Lecture 12: Linear and Non-Linear Programming
Lecture 12: Linear Programming (LP) and Non-Linear Programming (NLP)
1. Introduction
Optimization is the process of finding the best solution (minimum or maximum) for a given objective function
subject to certain constraints.
- Linear Programming (LP): Optimization where both the objective function and constraints are linear.
- Non-Linear Programming (NLP): Optimization where objective function or constraints (or both) are non-linear.
2. Linear Programming (LP)
General Form:
Maximize (or Minimize): Z = cTx
Subject to: A x ≤ b , x ≥ 0
Example of LP:
Maximize profit: Z = 40x + 30y
Subject to:
x + y ≤ 12
2x + y ≤ 16
x, y ≥ 0
Here, x and y are decision variables, and constraints form a feasible region (polygon). The optimal solution lies on the boundary.
Applications of LP:
- Resource allocation (production planning, diet problems)
- Transportation and supply chain optimization
- Portfolio optimization in finance
- Scheduling and workforce management
3. Non-Linear Programming (NLP)
General Form:
Minimize (or Maximize): f(x)
Subject to: gi(x) ≤ 0, hj(x) = 0
Example of NLP:
Minimize: f(x, y) = x2 + y2
Subject to: x + y = 1, x ≥ 0, y ≥ 0
Here, the objective is quadratic (non-linear), but the constraint is linear.
Applications of NLP:
- Machine learning model training (loss minimization, e.g. logistic regression, neural networks)
- Engineering design problems (non-linear stress, fluid dynamics)
- Energy optimization (power flow problems)
- Economics (utility maximization with non-linear functions)
4. Difference Between LP and NLP
| Aspect | Linear Programming (LP) | Non-Linear Programming (NLP) |
| Objective function | Linear | Non-linear |
| Constraints | Linear | Can be non-linear |
| Complexity | Relatively simple | Harder, may have local minima |
| Solution Methods | Simplex, Interior-point | Gradient descent, Newton, KKT conditions |
5. Relevance in Machine Learning
- LP is used in Support Vector Machines (SVM) for linear margin optimization.

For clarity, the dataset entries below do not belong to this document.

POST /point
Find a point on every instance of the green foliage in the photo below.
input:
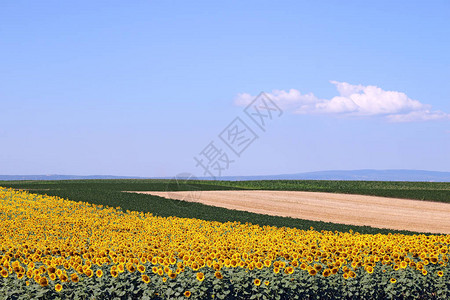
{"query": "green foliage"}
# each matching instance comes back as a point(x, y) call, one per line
point(110, 192)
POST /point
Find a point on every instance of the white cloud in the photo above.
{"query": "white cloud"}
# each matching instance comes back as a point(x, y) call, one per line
point(353, 100)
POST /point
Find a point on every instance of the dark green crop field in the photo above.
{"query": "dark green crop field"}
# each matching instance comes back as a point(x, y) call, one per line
point(110, 192)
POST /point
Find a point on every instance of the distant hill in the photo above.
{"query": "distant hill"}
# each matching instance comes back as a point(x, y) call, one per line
point(368, 175)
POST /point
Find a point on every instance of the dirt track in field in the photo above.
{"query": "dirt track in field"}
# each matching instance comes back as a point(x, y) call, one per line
point(381, 212)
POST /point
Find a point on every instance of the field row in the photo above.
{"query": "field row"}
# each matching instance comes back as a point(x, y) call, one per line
point(52, 247)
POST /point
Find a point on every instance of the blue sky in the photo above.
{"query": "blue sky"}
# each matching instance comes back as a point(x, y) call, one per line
point(141, 87)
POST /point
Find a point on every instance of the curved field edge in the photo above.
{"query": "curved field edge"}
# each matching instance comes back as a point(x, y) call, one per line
point(109, 192)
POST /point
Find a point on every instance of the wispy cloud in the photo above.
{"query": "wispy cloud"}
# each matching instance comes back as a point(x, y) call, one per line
point(354, 100)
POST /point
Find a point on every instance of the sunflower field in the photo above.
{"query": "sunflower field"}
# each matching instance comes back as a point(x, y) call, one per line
point(54, 248)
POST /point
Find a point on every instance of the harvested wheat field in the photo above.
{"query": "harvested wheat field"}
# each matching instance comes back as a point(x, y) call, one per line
point(381, 212)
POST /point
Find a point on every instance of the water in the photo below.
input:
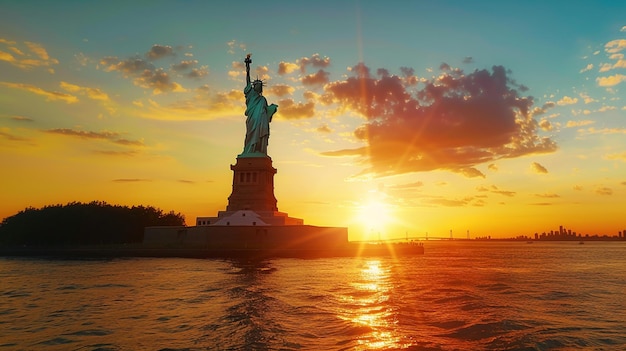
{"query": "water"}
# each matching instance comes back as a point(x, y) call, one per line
point(458, 296)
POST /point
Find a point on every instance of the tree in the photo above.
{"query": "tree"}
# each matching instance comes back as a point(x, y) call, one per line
point(79, 223)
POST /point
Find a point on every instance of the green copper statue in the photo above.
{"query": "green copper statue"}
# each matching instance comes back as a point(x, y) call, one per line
point(259, 115)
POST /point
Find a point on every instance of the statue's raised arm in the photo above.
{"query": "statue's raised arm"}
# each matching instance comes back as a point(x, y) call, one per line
point(259, 115)
point(248, 61)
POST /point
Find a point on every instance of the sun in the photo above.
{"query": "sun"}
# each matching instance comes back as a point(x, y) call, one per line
point(374, 215)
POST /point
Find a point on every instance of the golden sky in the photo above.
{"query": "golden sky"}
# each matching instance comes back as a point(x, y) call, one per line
point(395, 118)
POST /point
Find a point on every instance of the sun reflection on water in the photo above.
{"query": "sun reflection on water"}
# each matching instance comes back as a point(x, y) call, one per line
point(368, 308)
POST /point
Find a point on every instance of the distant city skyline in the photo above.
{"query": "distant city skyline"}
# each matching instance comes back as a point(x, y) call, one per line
point(394, 117)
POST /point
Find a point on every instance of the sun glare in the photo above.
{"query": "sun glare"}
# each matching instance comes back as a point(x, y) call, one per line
point(375, 216)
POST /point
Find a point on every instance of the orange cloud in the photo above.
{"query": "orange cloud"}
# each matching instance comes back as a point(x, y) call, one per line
point(454, 122)
point(315, 61)
point(289, 109)
point(28, 57)
point(286, 67)
point(281, 90)
point(49, 95)
point(92, 93)
point(109, 136)
point(143, 73)
point(318, 78)
point(566, 100)
point(571, 124)
point(537, 168)
point(611, 80)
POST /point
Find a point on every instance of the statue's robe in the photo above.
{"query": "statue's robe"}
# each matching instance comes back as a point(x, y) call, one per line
point(259, 115)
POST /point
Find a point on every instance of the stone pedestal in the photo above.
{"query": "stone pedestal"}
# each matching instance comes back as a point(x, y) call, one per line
point(252, 201)
point(253, 185)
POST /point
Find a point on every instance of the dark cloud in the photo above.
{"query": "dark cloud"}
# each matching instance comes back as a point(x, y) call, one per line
point(454, 121)
point(184, 65)
point(22, 119)
point(198, 73)
point(143, 73)
point(470, 172)
point(537, 168)
point(131, 180)
point(315, 61)
point(324, 128)
point(129, 67)
point(128, 153)
point(407, 186)
point(289, 109)
point(280, 90)
point(319, 78)
point(11, 137)
point(188, 69)
point(158, 51)
point(109, 136)
point(550, 196)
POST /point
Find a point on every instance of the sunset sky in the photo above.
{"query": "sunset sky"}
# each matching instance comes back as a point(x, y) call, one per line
point(395, 118)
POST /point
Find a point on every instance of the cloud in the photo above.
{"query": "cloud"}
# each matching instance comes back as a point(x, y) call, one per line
point(143, 73)
point(470, 172)
point(620, 156)
point(435, 200)
point(589, 67)
point(537, 168)
point(457, 120)
point(603, 131)
point(126, 153)
point(287, 67)
point(109, 136)
point(611, 80)
point(188, 69)
point(281, 90)
point(204, 105)
point(615, 46)
point(408, 185)
point(131, 180)
point(587, 99)
point(289, 109)
point(494, 189)
point(604, 191)
point(159, 51)
point(566, 100)
point(319, 78)
point(22, 119)
point(548, 195)
point(315, 61)
point(49, 95)
point(92, 93)
point(27, 55)
point(324, 128)
point(544, 124)
point(571, 124)
point(5, 133)
point(232, 45)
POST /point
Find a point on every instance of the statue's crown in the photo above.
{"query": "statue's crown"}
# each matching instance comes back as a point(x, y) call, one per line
point(258, 81)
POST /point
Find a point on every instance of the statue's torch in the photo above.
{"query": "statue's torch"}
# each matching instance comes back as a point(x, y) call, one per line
point(248, 61)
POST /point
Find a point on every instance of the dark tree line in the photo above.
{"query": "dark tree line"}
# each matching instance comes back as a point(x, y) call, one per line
point(79, 223)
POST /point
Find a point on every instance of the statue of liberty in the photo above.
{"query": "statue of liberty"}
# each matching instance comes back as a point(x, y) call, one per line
point(259, 115)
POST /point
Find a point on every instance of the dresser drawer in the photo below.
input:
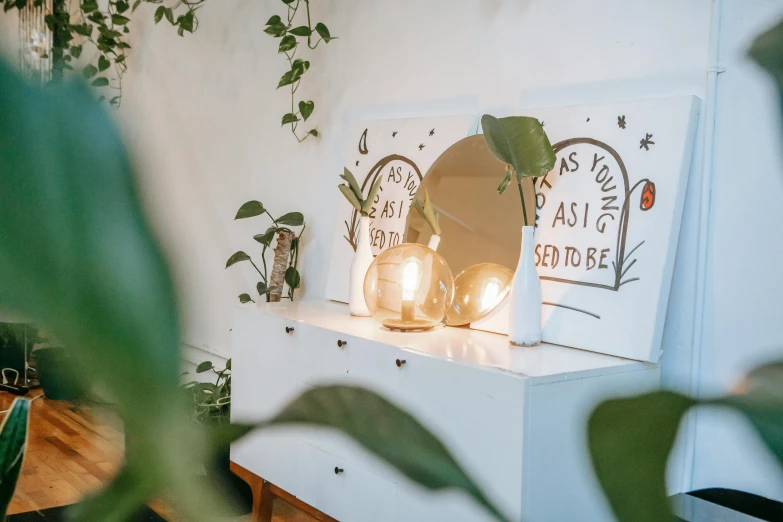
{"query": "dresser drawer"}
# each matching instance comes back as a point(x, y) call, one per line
point(342, 490)
point(322, 355)
point(478, 414)
point(264, 379)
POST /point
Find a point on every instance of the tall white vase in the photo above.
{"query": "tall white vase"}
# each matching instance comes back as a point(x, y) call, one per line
point(362, 259)
point(524, 321)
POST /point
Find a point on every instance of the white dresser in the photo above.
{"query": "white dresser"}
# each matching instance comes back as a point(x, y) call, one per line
point(514, 418)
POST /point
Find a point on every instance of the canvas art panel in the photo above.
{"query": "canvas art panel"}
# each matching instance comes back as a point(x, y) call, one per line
point(401, 151)
point(608, 223)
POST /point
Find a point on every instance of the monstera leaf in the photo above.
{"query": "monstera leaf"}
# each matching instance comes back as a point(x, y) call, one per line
point(521, 142)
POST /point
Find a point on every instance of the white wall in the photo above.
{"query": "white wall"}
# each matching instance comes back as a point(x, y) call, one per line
point(203, 114)
point(743, 313)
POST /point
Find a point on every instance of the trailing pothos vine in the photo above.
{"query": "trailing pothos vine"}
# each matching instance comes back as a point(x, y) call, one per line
point(100, 34)
point(290, 40)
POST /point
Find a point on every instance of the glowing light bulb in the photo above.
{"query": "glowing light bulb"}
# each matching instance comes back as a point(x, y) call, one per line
point(411, 277)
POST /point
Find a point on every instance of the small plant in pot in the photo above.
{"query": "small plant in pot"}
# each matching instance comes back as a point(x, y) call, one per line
point(521, 143)
point(363, 257)
point(210, 409)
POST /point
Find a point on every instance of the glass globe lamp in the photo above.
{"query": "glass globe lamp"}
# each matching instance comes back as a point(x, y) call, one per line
point(409, 287)
point(478, 290)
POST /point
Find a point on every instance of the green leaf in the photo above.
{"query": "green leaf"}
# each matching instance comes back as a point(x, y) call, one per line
point(351, 197)
point(293, 219)
point(306, 109)
point(289, 118)
point(13, 444)
point(630, 441)
point(186, 21)
point(287, 43)
point(323, 32)
point(205, 366)
point(300, 66)
point(389, 433)
point(277, 30)
point(767, 51)
point(250, 209)
point(267, 237)
point(88, 6)
point(348, 176)
point(89, 71)
point(90, 271)
point(302, 30)
point(506, 181)
point(521, 142)
point(370, 201)
point(761, 401)
point(287, 79)
point(237, 258)
point(292, 277)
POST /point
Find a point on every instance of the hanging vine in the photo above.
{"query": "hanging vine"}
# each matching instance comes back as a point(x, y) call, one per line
point(102, 32)
point(291, 38)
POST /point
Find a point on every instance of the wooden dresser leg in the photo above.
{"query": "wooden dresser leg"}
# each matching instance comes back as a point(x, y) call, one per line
point(262, 510)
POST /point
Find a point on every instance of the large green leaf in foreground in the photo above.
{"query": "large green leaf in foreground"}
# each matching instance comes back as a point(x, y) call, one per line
point(521, 142)
point(389, 433)
point(77, 257)
point(630, 439)
point(13, 444)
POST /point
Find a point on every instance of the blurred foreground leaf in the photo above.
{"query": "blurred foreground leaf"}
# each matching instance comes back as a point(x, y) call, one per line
point(13, 444)
point(78, 258)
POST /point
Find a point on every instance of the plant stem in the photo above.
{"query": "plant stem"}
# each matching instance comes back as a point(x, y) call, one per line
point(522, 197)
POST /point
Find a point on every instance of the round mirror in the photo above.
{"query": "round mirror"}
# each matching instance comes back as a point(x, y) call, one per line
point(478, 225)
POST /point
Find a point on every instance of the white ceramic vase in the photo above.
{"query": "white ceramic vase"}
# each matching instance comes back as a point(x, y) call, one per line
point(524, 321)
point(362, 259)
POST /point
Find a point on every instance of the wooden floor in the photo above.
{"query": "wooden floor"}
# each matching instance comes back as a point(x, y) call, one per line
point(75, 450)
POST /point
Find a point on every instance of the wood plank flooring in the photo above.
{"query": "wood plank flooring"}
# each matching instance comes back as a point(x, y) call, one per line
point(75, 450)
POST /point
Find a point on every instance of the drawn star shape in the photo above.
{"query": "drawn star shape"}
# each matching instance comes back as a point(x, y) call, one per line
point(646, 142)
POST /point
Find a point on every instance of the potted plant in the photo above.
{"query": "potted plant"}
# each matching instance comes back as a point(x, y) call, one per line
point(210, 406)
point(521, 143)
point(362, 258)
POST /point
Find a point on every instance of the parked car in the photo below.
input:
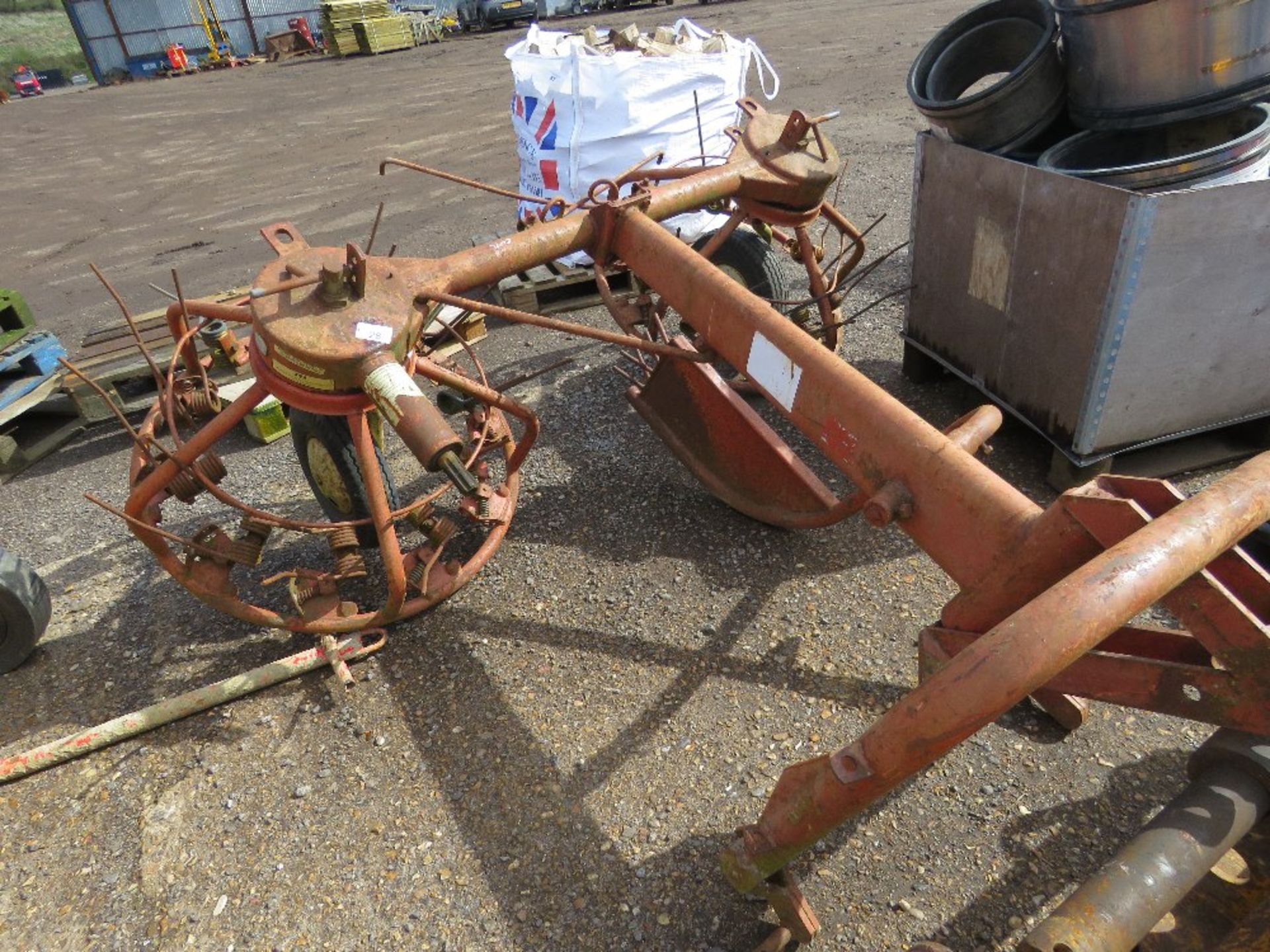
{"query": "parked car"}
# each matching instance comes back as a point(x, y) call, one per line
point(483, 15)
point(27, 84)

- NLP is used in Neural Networks, Logistic Regression, Deep Learning since loss functions are non-linear.
- Regularization techniques (L1, L2) add linear or quadratic terms, connecting LP & NLP concepts.
6. Summary
- LP deals with linear functions & constraints; efficient to solve.
- NLP handles real-world complex scenarios where non-linearity appears.
- Both are cornerstones of optimization in Machine Learning.